His intense if slightly spooky eyes, & still with the flush of youth about him, he's the perfect romantic leading man for Dangerous Beauty; aka, The Honest Courtesan; or, A Destiny of Her Own (1998), chronicling the heroic humiliation of Veronica Franco (Catherine McCormack).
Although founded upon an historical poet & odelisque of 16th Century Venice, this fictionalized account is much more a conventional bodice-ripper than a docudrama.
Veronica has fallen in love with a man well above her station. When the reality sinks in that a peasant girl, no matter her beauty or how much in love, can never be allowed to wed nobleman, she rejects the convent & sets out on a career of courtesan.
She is following in the footsteps of her mother Paola Franco (Jaqueline Bisset turning in a fabulous performance training her own blood to be the highest of high class harlot). Here again the film fudges history. Veronica's mother Paola Franco raised her girl for just this purpose, & no choice in the matter. The fictionalized version makes it a personal choice as a means of retaining at least a courtesan's access to her beloved.
Veronica becomes one of the most famous exemplars of her art in Venice, & even gets to do a bit of swashbuckling if only in passing. She loves many men, chiefly men of great power, & they after their sundry methods love her.
It's a fantastic masturbation fantasy for girls & housewives, but it's as good as such fantasies of aesthetic prostitution ever get. And the fact that the primary love of Veronica's life continues to adore her just builds on the fantasy, absurdly but well.
When she entertains the King Henry III of France, his delight in her changes the course of the city's history. Despite the sheer hutzpa of the imaginative plot, it's not entirely impossible, as courtesans with access to royal courts did indeed occasionally have small inputs into matters of state.
History's Veronica Franco was a cortigiana onesta or "intellectual prostitute" of Renaissance Venice, a figure of court roughly equivalent to the heterai of ancient Athens.
In rough outline many of the events of the film, including her appearance before the Inquisition, are factual, though the treatment is as romantic fiction.
The viewer is bound to like the fictional version of Veronica sufficiently to just want to go along with the fantasy of the Heroic Whore Of Profound Beauty Saving The Nation.
Such fiction so much more fun than a story of the fates of the greater majority of courtesans, doomed to die young with festering soars rotting off their noses. (Even history's Veronica Franco died neglected & largely forgotten in her forties, which fact the bodice ripper treatment of her biography musts evade.)
So too to see her beloved Marco Venier in swashbuckling circumstances equally upraises him in the fantasy of being worthy of a super-harlot's love.
It wouldn't be a proper bodice-ripper without villains & danger, so the Holy Inquisition descends upon the city. Veronica's powerful patrons fear the Church & abandon her in an hour of need, when she is charged not with prostitution, a venial sin that would not have involved the Inquisition, but with witchcraft, making painful execution the intended outcome.

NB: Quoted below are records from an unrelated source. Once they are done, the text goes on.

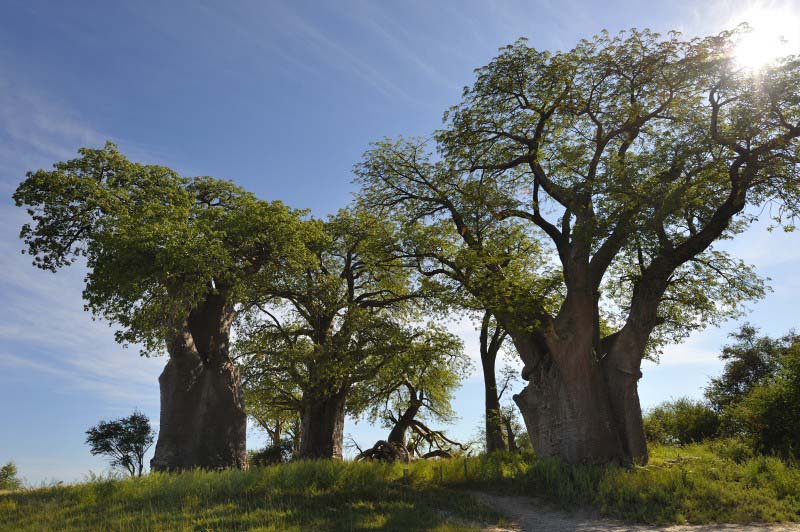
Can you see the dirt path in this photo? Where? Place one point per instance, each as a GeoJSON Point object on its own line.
{"type": "Point", "coordinates": [526, 514]}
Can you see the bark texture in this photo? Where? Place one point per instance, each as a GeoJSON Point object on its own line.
{"type": "Point", "coordinates": [581, 403]}
{"type": "Point", "coordinates": [203, 421]}
{"type": "Point", "coordinates": [322, 426]}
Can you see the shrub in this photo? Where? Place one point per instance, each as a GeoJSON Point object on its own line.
{"type": "Point", "coordinates": [271, 454]}
{"type": "Point", "coordinates": [769, 415]}
{"type": "Point", "coordinates": [8, 477]}
{"type": "Point", "coordinates": [680, 422]}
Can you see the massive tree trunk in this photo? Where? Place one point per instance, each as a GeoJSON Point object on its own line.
{"type": "Point", "coordinates": [322, 425]}
{"type": "Point", "coordinates": [494, 420]}
{"type": "Point", "coordinates": [203, 422]}
{"type": "Point", "coordinates": [576, 404]}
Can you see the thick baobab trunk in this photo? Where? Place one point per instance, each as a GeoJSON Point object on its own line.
{"type": "Point", "coordinates": [621, 366]}
{"type": "Point", "coordinates": [583, 409]}
{"type": "Point", "coordinates": [203, 422]}
{"type": "Point", "coordinates": [581, 403]}
{"type": "Point", "coordinates": [322, 426]}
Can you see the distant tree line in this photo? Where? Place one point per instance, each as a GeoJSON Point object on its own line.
{"type": "Point", "coordinates": [756, 399]}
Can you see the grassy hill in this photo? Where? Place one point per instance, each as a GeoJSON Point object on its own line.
{"type": "Point", "coordinates": [697, 484]}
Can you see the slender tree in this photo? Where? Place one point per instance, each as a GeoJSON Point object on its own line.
{"type": "Point", "coordinates": [414, 387]}
{"type": "Point", "coordinates": [318, 332]}
{"type": "Point", "coordinates": [124, 440]}
{"type": "Point", "coordinates": [631, 155]}
{"type": "Point", "coordinates": [168, 258]}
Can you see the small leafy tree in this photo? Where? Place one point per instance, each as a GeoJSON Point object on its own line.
{"type": "Point", "coordinates": [748, 361]}
{"type": "Point", "coordinates": [767, 412]}
{"type": "Point", "coordinates": [8, 477]}
{"type": "Point", "coordinates": [414, 387]}
{"type": "Point", "coordinates": [125, 440]}
{"type": "Point", "coordinates": [681, 421]}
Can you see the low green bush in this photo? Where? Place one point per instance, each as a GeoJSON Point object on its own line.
{"type": "Point", "coordinates": [714, 482]}
{"type": "Point", "coordinates": [680, 422]}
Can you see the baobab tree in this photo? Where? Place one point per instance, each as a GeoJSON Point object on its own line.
{"type": "Point", "coordinates": [316, 333]}
{"type": "Point", "coordinates": [168, 258]}
{"type": "Point", "coordinates": [631, 155]}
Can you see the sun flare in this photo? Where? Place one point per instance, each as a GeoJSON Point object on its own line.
{"type": "Point", "coordinates": [773, 33]}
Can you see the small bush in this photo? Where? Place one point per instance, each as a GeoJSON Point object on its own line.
{"type": "Point", "coordinates": [681, 422]}
{"type": "Point", "coordinates": [8, 477]}
{"type": "Point", "coordinates": [769, 415]}
{"type": "Point", "coordinates": [271, 454]}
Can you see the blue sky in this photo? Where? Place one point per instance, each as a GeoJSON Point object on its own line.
{"type": "Point", "coordinates": [282, 97]}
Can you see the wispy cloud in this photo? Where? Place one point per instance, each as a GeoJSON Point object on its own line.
{"type": "Point", "coordinates": [43, 328]}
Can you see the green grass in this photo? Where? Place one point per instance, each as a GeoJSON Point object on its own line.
{"type": "Point", "coordinates": [692, 484]}
{"type": "Point", "coordinates": [695, 484]}
{"type": "Point", "coordinates": [297, 496]}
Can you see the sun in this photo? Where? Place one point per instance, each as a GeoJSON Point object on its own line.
{"type": "Point", "coordinates": [774, 33]}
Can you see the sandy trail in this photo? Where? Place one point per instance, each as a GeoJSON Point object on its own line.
{"type": "Point", "coordinates": [526, 514]}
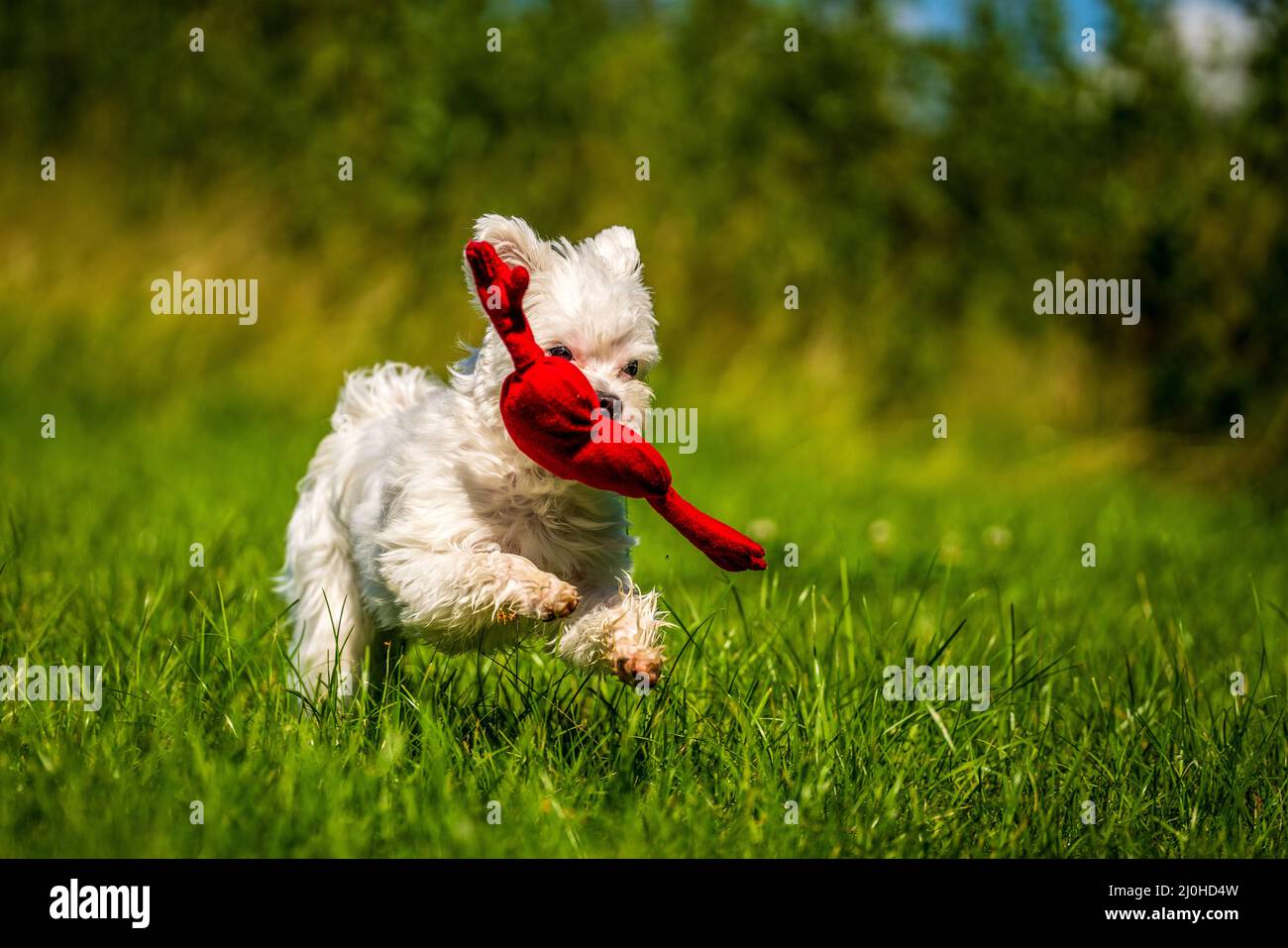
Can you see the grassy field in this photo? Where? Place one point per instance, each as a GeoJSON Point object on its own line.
{"type": "Point", "coordinates": [1109, 685]}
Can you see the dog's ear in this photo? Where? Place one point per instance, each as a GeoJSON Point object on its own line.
{"type": "Point", "coordinates": [515, 243]}
{"type": "Point", "coordinates": [616, 245]}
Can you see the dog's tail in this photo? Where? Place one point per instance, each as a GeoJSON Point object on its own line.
{"type": "Point", "coordinates": [378, 391]}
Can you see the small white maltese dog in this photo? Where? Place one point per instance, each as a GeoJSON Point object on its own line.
{"type": "Point", "coordinates": [420, 518]}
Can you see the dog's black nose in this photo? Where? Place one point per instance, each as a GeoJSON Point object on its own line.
{"type": "Point", "coordinates": [612, 404]}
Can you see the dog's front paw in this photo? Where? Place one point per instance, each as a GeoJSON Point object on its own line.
{"type": "Point", "coordinates": [558, 600]}
{"type": "Point", "coordinates": [636, 664]}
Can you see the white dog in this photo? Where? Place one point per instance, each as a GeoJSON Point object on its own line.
{"type": "Point", "coordinates": [420, 518]}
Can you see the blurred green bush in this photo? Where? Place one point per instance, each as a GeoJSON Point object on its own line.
{"type": "Point", "coordinates": [767, 168]}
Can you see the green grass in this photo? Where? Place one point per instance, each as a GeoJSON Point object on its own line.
{"type": "Point", "coordinates": [1109, 685]}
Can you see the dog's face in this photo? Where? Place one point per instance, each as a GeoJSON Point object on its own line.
{"type": "Point", "coordinates": [587, 303]}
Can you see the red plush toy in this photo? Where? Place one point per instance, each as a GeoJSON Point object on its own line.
{"type": "Point", "coordinates": [552, 412]}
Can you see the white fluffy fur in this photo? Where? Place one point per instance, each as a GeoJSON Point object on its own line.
{"type": "Point", "coordinates": [420, 517]}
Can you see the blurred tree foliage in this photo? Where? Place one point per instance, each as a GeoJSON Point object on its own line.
{"type": "Point", "coordinates": [768, 167]}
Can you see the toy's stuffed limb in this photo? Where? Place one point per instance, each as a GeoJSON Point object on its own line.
{"type": "Point", "coordinates": [500, 288]}
{"type": "Point", "coordinates": [617, 629]}
{"type": "Point", "coordinates": [722, 545]}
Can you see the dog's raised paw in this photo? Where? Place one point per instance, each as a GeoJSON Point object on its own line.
{"type": "Point", "coordinates": [559, 601]}
{"type": "Point", "coordinates": [635, 665]}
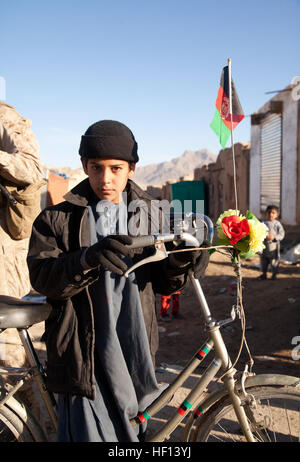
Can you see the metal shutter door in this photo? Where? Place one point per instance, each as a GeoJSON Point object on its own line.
{"type": "Point", "coordinates": [270, 171]}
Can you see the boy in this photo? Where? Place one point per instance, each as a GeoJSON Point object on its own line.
{"type": "Point", "coordinates": [102, 334]}
{"type": "Point", "coordinates": [271, 253]}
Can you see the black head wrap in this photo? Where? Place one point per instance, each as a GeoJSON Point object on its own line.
{"type": "Point", "coordinates": [108, 139]}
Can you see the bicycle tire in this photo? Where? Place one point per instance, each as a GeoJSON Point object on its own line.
{"type": "Point", "coordinates": [17, 424]}
{"type": "Point", "coordinates": [12, 427]}
{"type": "Point", "coordinates": [276, 418]}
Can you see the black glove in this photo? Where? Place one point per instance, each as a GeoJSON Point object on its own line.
{"type": "Point", "coordinates": [197, 260]}
{"type": "Point", "coordinates": [105, 252]}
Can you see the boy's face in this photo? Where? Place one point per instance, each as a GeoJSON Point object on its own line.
{"type": "Point", "coordinates": [272, 215]}
{"type": "Point", "coordinates": [108, 177]}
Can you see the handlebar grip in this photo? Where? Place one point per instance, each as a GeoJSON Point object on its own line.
{"type": "Point", "coordinates": [141, 241]}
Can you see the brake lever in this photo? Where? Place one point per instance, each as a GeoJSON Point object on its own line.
{"type": "Point", "coordinates": [160, 254]}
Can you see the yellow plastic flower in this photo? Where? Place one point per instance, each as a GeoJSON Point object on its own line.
{"type": "Point", "coordinates": [258, 233]}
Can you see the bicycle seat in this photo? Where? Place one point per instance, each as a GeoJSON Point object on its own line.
{"type": "Point", "coordinates": [18, 313]}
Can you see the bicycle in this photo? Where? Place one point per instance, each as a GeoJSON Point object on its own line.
{"type": "Point", "coordinates": [245, 407]}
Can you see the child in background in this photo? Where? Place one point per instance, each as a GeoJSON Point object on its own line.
{"type": "Point", "coordinates": [271, 253]}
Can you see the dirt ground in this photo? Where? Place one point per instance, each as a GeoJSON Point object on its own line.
{"type": "Point", "coordinates": [272, 328]}
{"type": "Point", "coordinates": [272, 311]}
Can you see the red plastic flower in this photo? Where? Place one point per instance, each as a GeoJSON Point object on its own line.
{"type": "Point", "coordinates": [235, 228]}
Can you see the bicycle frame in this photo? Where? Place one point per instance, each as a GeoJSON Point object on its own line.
{"type": "Point", "coordinates": [36, 371]}
{"type": "Point", "coordinates": [221, 361]}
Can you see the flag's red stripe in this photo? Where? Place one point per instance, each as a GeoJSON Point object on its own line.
{"type": "Point", "coordinates": [236, 118]}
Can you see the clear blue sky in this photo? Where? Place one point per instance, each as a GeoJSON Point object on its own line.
{"type": "Point", "coordinates": [153, 64]}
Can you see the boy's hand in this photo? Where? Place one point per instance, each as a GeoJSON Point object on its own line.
{"type": "Point", "coordinates": [104, 253]}
{"type": "Point", "coordinates": [197, 259]}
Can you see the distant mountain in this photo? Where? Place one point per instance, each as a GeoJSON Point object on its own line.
{"type": "Point", "coordinates": [154, 174]}
{"type": "Point", "coordinates": [158, 174]}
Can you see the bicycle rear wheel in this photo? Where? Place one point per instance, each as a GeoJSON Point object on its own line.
{"type": "Point", "coordinates": [12, 427]}
{"type": "Point", "coordinates": [17, 424]}
{"type": "Point", "coordinates": [275, 417]}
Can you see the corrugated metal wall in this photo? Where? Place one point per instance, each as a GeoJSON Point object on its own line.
{"type": "Point", "coordinates": [271, 161]}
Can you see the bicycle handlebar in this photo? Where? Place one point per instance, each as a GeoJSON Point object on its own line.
{"type": "Point", "coordinates": [147, 241]}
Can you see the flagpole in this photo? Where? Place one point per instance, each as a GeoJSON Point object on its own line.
{"type": "Point", "coordinates": [231, 132]}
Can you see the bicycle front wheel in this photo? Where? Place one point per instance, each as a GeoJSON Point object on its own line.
{"type": "Point", "coordinates": [273, 415]}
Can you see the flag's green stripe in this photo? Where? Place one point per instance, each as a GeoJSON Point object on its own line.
{"type": "Point", "coordinates": [220, 129]}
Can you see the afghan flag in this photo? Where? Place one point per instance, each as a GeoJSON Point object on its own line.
{"type": "Point", "coordinates": [221, 123]}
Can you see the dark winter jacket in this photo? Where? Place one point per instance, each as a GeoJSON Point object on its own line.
{"type": "Point", "coordinates": [59, 236]}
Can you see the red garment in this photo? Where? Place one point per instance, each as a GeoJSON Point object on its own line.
{"type": "Point", "coordinates": [166, 302]}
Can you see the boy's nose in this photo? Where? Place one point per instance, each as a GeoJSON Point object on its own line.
{"type": "Point", "coordinates": [106, 176]}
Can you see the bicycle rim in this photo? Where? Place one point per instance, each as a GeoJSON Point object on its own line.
{"type": "Point", "coordinates": [12, 427]}
{"type": "Point", "coordinates": [274, 416]}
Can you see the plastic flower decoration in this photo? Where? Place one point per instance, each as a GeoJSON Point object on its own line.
{"type": "Point", "coordinates": [245, 234]}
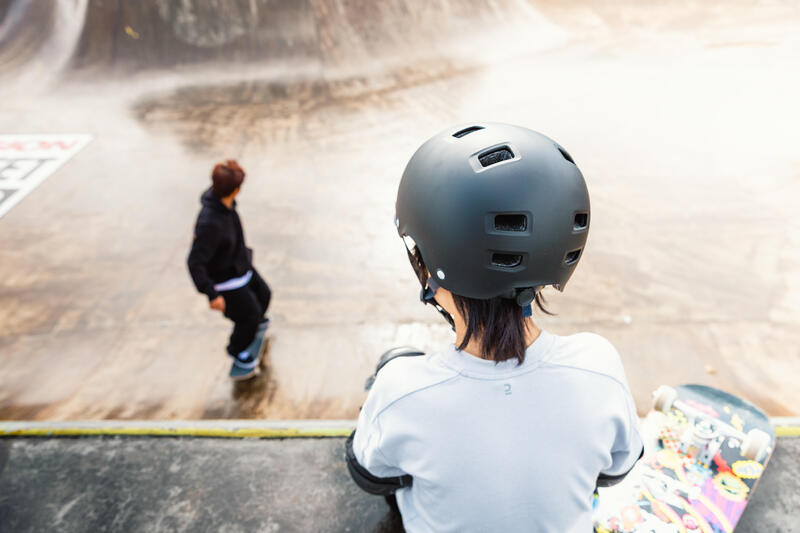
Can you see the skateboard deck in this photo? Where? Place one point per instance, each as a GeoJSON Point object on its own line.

The details of the trial are strictly imaginary, though it is known at least that Franco was brought before the Inquisition & charges dismissed. Here it is staged in a jural manner that never seemed likely, the film's final act is essentially a courtroom drama.
When Marco Venier stands in the court to change the course of the case, it's the perfect hero-to-the-rescue situation. His overwrought speech to the "holy" judges & to the cowed noblemen of the city who nearly let her burn is hokum of the highest order, but Rufus is damned sexy pulling it off.
Lush photography & costumes, delightfully pictorial throughout, Dangerous Beauty is very winning junk food. For viewers not usually into a trashy historical romances, this one will probably provide inroads as to why so many women love the hell out of such literature. It's got beauty & conviction that completely trumps the fact that it has only slightly greater historicity than the average Harlequin Romance.